Unfortunately, I left my phone in my bag which I put under the table at where I was sitting with my family.

This is how the presidential bodyguards denied me entry to go for my first award.

Expectedly, my family members were upset about the behavior of that bodyguard, but I calmed them down. “Don’t worry, there would be a better opportunity next time,” I told them.

My biggest motivation is how editors put a premium on my work so I made it a point to always make my work pass editorial vetting.

The occupational hazards

I have been attacked several times in the execution of my work.

My cameras were smashed at James Town in Accra. But the most humiliating one was when I went to a community to do a photo essay on how pre-mixed fuel was distributed to fishermen.

Pre-mixed distribution center had received the product and fishermen had formed a long queue patiently waiting for their turns while those who had received theirs were happily carrying them away.

I first sought permission from some of the Chief Fishermen who I interviewed and started taking pictures.

While interviewing some of them, the rest rushed on me, snatching the camera from me. I never gave in. I gave them my press card though.

They became agitated when one said I had taken photos of them. Sensing danger, I gave the camera to them to delete the images.
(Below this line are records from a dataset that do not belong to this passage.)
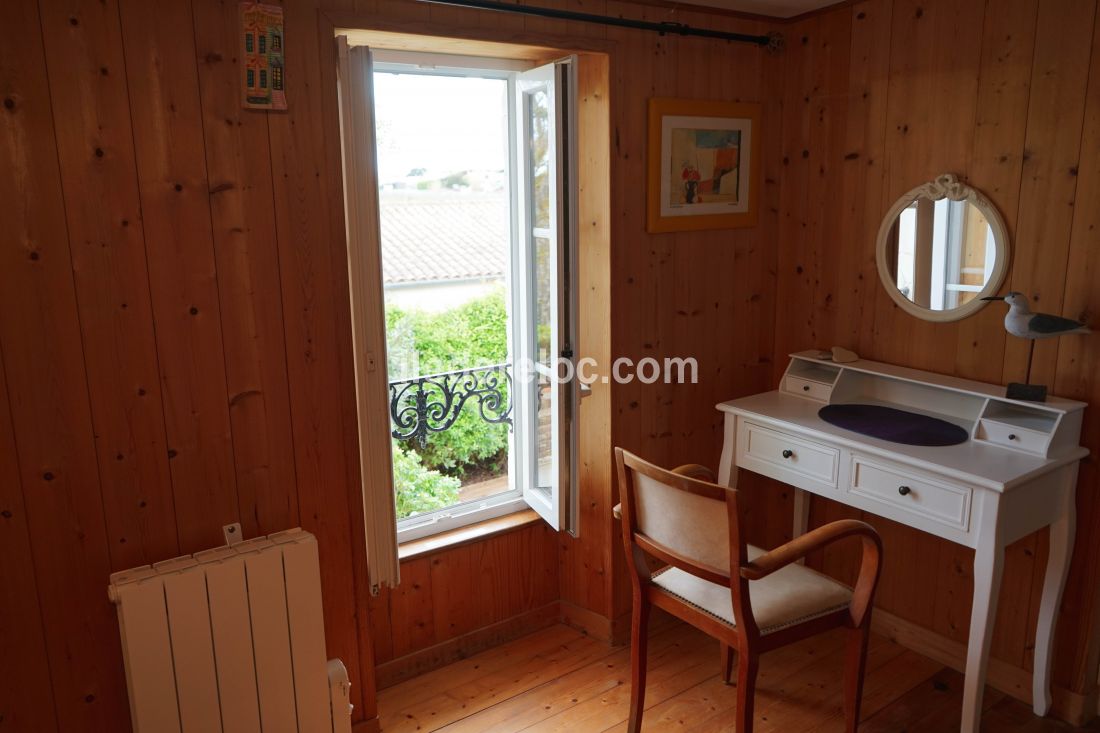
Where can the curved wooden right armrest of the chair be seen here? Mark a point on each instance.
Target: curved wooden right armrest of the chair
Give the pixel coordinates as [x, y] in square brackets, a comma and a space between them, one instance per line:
[863, 594]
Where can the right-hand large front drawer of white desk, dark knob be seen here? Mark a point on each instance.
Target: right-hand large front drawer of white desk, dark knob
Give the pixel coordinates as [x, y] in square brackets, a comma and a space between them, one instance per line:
[920, 497]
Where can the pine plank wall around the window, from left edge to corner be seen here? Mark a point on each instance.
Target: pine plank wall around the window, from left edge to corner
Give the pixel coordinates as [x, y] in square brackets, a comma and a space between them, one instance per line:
[174, 326]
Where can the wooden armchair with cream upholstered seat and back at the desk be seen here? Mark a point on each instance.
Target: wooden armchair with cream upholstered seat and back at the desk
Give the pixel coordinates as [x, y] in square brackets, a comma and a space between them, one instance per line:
[684, 519]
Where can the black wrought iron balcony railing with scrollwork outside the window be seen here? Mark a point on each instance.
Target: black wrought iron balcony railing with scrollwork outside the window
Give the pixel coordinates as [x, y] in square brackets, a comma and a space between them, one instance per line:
[432, 403]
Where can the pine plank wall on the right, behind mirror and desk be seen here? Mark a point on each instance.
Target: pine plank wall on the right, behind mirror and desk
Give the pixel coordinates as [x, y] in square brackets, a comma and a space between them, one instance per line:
[881, 96]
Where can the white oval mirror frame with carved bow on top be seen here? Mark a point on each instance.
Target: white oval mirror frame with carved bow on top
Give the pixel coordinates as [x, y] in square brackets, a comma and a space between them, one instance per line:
[945, 187]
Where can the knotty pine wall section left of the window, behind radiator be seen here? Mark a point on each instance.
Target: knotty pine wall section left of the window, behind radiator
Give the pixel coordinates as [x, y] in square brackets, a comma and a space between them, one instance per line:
[174, 331]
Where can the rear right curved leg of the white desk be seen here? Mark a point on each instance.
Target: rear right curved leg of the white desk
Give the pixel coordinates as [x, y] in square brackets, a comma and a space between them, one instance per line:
[1063, 531]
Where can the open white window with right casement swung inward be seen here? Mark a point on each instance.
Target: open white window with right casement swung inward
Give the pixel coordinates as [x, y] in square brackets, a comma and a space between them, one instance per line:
[475, 244]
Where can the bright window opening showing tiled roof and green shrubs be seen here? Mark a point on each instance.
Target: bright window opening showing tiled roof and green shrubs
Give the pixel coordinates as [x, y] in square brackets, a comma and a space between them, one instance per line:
[446, 216]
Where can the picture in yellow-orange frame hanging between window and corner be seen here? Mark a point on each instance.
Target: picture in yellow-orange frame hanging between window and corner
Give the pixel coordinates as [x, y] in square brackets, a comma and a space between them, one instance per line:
[705, 158]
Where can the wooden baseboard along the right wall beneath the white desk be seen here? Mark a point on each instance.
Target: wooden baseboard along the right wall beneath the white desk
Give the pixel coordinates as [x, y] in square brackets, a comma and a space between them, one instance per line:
[1069, 706]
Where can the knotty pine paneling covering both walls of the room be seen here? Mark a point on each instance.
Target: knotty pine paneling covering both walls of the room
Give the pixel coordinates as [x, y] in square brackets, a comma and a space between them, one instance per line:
[174, 321]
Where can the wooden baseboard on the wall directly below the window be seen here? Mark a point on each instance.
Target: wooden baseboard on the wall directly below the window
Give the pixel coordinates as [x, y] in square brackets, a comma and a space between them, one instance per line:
[403, 669]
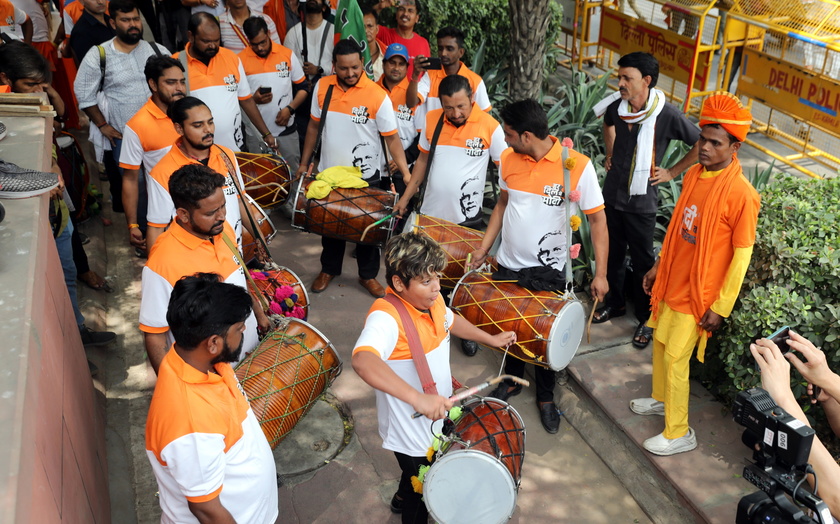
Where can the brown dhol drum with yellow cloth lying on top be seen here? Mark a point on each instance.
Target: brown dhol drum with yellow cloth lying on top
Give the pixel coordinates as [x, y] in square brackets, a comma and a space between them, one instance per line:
[344, 214]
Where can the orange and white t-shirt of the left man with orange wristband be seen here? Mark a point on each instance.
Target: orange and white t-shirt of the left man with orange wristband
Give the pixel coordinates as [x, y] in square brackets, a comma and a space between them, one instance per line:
[147, 137]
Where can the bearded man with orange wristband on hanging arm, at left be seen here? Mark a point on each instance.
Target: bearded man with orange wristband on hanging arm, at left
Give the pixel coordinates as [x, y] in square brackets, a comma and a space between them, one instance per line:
[147, 137]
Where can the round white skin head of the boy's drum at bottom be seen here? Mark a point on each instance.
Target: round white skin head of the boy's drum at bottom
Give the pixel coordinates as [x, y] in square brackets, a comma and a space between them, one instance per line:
[469, 487]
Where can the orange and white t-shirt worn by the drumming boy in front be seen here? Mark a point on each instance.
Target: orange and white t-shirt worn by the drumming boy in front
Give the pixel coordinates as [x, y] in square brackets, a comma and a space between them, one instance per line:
[384, 336]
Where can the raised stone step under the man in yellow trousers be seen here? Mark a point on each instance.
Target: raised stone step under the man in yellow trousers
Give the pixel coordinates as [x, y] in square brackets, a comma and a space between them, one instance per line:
[703, 485]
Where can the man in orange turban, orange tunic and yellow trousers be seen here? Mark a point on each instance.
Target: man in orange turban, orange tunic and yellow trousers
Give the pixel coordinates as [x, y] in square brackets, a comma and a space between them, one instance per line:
[695, 282]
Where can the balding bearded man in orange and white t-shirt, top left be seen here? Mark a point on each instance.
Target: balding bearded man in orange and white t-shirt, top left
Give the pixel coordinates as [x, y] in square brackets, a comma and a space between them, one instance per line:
[216, 76]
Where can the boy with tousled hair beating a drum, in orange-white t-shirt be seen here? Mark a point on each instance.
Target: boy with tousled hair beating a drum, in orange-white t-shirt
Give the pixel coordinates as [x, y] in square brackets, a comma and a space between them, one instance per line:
[382, 358]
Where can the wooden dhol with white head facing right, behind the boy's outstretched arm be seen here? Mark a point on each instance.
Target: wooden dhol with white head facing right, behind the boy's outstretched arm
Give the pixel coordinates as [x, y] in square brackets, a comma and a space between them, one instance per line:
[548, 328]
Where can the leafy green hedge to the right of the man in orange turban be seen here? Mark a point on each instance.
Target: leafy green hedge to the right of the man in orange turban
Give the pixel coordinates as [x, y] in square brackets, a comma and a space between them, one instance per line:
[793, 279]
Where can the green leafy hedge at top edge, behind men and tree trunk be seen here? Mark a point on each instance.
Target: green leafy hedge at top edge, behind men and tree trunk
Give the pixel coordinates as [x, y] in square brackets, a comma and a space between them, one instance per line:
[479, 20]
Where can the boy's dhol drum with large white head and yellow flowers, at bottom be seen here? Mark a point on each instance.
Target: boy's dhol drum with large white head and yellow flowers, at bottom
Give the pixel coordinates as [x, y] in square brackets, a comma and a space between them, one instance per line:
[476, 476]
By this time, they had surrounded me threatening to beat me.

One of them said he didn’t believe I work with multimedia, so they asked me to mention to them the owner of the Multimedia Group. I said I am only a staff hence, did not know who owns the company.

My explanation did not go down well with them. They, therefore, started filming me. I felt soo humiliated to be filmed by fishermen in the cause of my duty.

I have many photo essays to my credit but the one I did on Obuasi which is entitled 122 years of neglect: An untold story of Obuasi, is my favourite.